Première experte à s'exprimer lundi, la psychologue Marianne Douteau a souligné le caractère «colérique» de Dominique Pelicot, «inspirant la crainte», «le mensonge et le secret». Des traits semblables à ceux de son père, qu'il honnissait. Ses parents tenaient un hôtel-restaurant et lui avait travaillé notamment comme ouvrier dans le secteur nucléaire avant de se lancer dans l'immobilier, avec un succès mitigé.

«La sexualité de monsieur Pelicot apparaît comme calquée sur sa personnalité: elle est décrite comme ordinaire en public mais au sein de son couple il a une sexualité tenace, comme l'échangisme que refusait son épouse et qu'il compense par l'utilisation de sites de discussions pornographiques», a-t-elle poursuivi.

Personnalité «perverse»

«En 50 ans, je ne l'ai jamais vu avoir une phrase déplacée sur une femme ou des paroles obscènes», avait assuré jeudi Gisèle Pelicot, lors d'un bouleversant témoignage, en racontant ce «jeune homme séduisant, pull marin, cheveux longs» dont elle était «tombée amoureuse» à l'été 1971, formant avec lui «un couple fusionnel», sans «rapport de force». Ils sont désormais divorcés.
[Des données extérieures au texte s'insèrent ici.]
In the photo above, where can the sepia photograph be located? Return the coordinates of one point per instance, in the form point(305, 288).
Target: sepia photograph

Ses petits-enfants l'adoraient: il les aidait dans leurs devoirs et les emmenait aux activités sportives. Avec ses voisins, Dominique Pelicot effectuaient régulièrement des sorties en vélo autour du mont Ventoux, proche de leur domicile, à Mazan (Vaucluse), où le couple avait déménagé en mars 2013 et où ont eu lieu la plupart des viols.

Mais personne ne se doutait que la nuit la plupart du temps, parfois dans la journée, il se transformait en violeur et en recruteur pour faire violer son épouse: 200 faits recensés par les enquêteurs, entre juillet 2011 et octobre 2020.

L'accusé ne souffre «d'aucune pathologie ou d'anomalie mentale» mais d'une «déviance sexuelle ou paraphilie de type voyeurisme», selon plusieurs examens psychiatriques réalisés lors de l'enquête. Il y était qualifié de «manipulateur», doté d'une personnalité «perverse», utilisant sa femme comme «appât».

Il serait tombé dans une «dynamique d'addiction sexuelle». Dominique Pelicot avait affirmé avoir accueilli avec «soulagement» son interpellation, à l'automne 2020, car il n'était «pas capable» de s'arrêter.

Mais sa parole est dorénavant mise en doute systématiquement par sa famille. Selon sa fille Caroline, il «délivre une partie de la vérité uniquement quand il est mis au pied du mur».

Si le programme prévisionnel de ce procès est respecté, Dominique Pelicot devrait livrer ses premières explications mardi après-midi.